Federated learning (FL) is a paradigm that allows distributed clients to learn a shared machine learning model without sharing their sensitive training data. While FL is successfully applied in environments where a central orchestrator has the primary interest in the shared model’s quality, incentive problems complicate FL in settings with self-interested, heterogeneous clients. In this talk, we model FL incentive design as a digital goods double auction with a submodular production function. Inspired by existing prior-free auction designs, we present a prior-free mechanism that constant-factor approximates optimal revenue. We introduce how “model leakage”, a measure of model sharing between clients beyond the control of the designer, impacts mechanism performance. To facilitate further study, we present code that allows testing incentive designs for federated learning using clients' training on data splits from the MNIST, Fashion-MNIST, and CIFAR-10 datasets. A potential broader impact of this research might be that, for standard learning tasks, incentivized FL might allow for privacy-preserving, sustainable, and scalable data transactions.
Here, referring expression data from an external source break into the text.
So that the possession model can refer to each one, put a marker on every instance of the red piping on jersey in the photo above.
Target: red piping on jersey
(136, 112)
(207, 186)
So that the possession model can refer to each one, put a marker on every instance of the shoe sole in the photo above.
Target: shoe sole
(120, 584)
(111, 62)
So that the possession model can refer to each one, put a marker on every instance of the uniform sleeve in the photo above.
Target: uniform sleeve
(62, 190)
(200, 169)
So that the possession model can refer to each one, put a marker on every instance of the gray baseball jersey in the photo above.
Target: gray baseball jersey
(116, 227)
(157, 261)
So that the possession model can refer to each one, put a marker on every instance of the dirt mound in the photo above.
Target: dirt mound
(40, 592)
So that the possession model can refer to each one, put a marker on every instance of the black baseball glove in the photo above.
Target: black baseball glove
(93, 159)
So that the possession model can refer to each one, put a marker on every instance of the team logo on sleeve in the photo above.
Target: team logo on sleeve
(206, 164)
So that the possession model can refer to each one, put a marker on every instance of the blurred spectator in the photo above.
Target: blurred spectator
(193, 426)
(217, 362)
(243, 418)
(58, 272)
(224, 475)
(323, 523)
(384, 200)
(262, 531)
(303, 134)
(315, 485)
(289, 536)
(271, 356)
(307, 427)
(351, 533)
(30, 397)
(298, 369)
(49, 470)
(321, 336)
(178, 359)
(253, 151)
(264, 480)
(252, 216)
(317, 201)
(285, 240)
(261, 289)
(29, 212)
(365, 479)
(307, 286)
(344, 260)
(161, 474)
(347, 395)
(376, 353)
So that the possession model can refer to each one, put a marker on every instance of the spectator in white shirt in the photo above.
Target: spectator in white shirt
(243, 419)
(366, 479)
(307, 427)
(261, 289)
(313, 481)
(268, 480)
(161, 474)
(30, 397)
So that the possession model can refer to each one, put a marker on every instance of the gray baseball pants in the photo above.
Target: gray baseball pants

Joint work with V. Mugunthan.

Link to paper: https://arxiv.org/abs/2103.14375

 

Biography

Andreas Haupt is a graduate student at the Institute for Data, Systems, and Society (IDSS), where he works with Munther Dahleh and Alessandro Bonatti. Prior to joining IDSS, Andreas received master’s degrees in Mathematics and Economics and bachelor’s degrees in Computer Science and Mathematics from the universities of Bonn and Frankfurt. In 2019, he was an MIT Presidential Fellow. Andreas conducts research on the role of communication and complexity in market design and is interested in the designs of markets for information. He has interned in digital policy for the German federal parliament and the European Union’s competition authority in the unit specialized on data markets.